Leveraging Azure Virtual Machine GPUs to achieve 800x inference throughput
One of the major differences between transformers and previous DNN architectures is that it relies on massive parallel compute instead of sequential processing. Given that graphics processing unit (GPU) architecture was designed for high throughput parallel computing, Azure’s N-series Virtual Machines (VM) with GPU accelerators built-in were a natural fit to accelerate these transformer models. We decided to start with the NV6 Virtual Machine primarily because of the lower cost and regional availability. Just by running the three-layer BERT model on that VM with GPU, we observed a serving latency of 20ms (about 3x improvement). To further improve the serving efficiency, we partnered with NVIDIA to take full advantage of the GPU architecture and re-implemented the entire model using TensorRT C++ APIs and CUDA or CUBLAS libraries, including rewriting the embedding, transformer, and output layers. NVIDIA also contributed efficient CUDA transformer plugins including softmax, GELU, normalization, and reduction.
We benchmarked the TensorRT-optimized GPU model on the same Azure NV6 Virtual Machine and was able to serve a batch of five inferences in 9ms, an 8x latency speedup and 43x throughput improvement compared to the model without GPU acceleration. We then leveraged Tensor Cores with mixed precision on a NC6s_v3 Virtual Machine to even further optimize the performance, benchmarking a batch size of 64 inferences at 6ms (~800x throughput improvement compared to CPU).
Transforming the Bing search experience worldwide using Azure’s global scale
With these GPU optimizations, we were able to use 2000+ Azure GPU Virtual Machines across four regions to serve over 1 million BERT inferences per second worldwide. Azure N-series GPU VMs are critical in enabling transformative AI workloads and product quality improvements for Bing with high availability, agility, and significant cost savings, especially as deep learning models continue to grow in complexity. Our takeaway was very clear, even large organizations like Bing can accelerate their AI workloads by using N-series virtual machines on Azure with built-in GPU acceleration. Delivering this kind of global-scale AI inferencing without GPUs would have required an exponentially higher number of CPU-based VMs, which ultimately would have become cost-prohibitive. Azure also provides customers with the agility to deploy across multiple types of GPUs immediately, which would have taken months of time if we were to install GPUs on-premises. The N-series Virtual Machines were essential to our ability to optimize and ship advanced deep learning models to improve Bing search, available globally today.

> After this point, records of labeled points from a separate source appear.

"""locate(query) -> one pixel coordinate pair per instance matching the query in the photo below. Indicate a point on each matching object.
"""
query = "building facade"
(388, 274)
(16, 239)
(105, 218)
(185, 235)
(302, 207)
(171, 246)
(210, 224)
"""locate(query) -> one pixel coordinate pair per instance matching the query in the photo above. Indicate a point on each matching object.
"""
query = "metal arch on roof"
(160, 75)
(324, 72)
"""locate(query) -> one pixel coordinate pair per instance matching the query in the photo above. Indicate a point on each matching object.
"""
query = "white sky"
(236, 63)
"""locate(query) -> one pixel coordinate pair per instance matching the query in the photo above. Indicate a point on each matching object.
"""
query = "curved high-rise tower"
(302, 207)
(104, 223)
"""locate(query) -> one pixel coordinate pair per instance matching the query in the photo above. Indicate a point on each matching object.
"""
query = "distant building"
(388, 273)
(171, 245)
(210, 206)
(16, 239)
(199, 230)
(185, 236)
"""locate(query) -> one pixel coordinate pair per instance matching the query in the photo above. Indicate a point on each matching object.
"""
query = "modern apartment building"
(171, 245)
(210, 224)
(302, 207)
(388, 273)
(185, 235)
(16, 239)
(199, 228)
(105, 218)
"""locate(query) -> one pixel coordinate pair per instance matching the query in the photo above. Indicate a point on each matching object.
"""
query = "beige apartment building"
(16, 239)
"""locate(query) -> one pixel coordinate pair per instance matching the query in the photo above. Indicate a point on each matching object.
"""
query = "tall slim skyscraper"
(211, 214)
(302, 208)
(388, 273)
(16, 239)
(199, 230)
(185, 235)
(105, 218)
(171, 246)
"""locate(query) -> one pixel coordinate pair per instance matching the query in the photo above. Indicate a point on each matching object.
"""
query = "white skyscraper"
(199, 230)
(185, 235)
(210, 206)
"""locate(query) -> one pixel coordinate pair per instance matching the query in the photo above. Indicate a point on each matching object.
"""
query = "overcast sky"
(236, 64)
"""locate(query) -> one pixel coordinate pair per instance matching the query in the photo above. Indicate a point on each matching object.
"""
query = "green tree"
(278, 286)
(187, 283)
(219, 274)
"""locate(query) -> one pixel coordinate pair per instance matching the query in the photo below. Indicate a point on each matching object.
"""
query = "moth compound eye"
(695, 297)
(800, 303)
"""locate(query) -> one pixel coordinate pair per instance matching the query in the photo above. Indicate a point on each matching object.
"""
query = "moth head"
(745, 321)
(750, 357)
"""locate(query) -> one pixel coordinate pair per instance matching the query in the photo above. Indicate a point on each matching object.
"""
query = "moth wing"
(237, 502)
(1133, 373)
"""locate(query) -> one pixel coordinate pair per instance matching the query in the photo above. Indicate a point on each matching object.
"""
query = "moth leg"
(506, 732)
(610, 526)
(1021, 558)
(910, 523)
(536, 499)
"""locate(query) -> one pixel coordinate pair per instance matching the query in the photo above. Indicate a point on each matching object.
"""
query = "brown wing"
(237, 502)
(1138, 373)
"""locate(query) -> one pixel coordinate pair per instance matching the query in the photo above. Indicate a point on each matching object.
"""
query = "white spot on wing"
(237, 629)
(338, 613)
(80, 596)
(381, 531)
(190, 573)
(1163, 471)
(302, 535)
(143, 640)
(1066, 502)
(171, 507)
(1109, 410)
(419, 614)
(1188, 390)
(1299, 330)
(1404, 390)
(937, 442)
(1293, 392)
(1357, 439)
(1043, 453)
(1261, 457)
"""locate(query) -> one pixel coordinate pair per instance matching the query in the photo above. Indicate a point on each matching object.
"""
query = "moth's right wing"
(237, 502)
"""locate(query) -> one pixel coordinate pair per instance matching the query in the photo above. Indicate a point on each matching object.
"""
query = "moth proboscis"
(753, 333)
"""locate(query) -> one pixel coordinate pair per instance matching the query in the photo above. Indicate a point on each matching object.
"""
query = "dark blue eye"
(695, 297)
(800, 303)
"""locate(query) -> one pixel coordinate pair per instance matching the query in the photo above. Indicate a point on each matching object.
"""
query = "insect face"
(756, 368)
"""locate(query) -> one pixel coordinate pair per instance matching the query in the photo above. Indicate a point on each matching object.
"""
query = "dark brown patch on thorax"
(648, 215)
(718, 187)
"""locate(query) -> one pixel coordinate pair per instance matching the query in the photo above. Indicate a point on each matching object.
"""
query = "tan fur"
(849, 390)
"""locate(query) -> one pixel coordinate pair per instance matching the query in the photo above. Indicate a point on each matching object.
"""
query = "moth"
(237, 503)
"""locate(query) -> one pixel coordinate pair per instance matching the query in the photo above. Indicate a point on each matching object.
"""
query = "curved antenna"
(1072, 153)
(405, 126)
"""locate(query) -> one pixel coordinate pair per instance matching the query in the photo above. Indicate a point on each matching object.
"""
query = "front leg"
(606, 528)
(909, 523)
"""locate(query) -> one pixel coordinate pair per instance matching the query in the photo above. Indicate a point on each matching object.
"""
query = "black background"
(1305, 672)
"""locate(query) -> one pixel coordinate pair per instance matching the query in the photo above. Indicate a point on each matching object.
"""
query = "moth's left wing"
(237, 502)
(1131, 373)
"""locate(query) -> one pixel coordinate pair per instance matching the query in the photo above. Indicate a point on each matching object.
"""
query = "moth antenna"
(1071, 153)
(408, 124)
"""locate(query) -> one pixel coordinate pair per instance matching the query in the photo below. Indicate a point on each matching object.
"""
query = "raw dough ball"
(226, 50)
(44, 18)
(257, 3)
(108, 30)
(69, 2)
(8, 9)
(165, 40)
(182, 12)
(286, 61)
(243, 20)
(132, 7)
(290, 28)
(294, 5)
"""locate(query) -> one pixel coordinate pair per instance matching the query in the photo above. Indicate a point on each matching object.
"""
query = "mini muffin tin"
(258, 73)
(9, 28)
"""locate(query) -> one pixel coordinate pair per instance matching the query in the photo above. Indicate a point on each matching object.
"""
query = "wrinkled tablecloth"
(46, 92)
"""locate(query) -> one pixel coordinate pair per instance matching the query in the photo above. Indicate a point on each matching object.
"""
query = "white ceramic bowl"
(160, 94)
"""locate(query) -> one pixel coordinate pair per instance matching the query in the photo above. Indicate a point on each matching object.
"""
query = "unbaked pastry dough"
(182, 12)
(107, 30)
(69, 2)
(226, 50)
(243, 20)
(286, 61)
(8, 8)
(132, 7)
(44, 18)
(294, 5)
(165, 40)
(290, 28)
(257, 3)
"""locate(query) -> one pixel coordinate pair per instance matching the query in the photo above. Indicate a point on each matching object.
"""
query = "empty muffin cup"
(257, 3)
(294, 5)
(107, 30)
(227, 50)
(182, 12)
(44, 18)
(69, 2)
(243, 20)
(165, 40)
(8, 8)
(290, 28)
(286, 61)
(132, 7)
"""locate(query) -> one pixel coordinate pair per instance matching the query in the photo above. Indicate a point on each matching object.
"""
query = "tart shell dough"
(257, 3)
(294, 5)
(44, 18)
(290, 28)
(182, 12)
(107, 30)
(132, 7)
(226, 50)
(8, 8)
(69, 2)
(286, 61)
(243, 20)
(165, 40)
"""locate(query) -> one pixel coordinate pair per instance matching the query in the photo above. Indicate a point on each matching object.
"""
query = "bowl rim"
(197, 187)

N-series general availability
Azure provides a full portfolio of Virtual Machine capabilities across the NC, ND, and NV series product lines. These Virtual Machines are designed for application scenarios for which GPU acceleration is common, such as compute-intensive, graphics-intensive, and visualization workloads.
◉ NC-series Virtual Machines are optimized for compute-intensive and network-intensive applications.
◉ ND-series Virtual Machines are optimized for training and inferencing scenarios for deep learning.
◉ NV-series Virtual Machines are optimized for visualization, streaming, gaming, encoding, and VDI scenarios.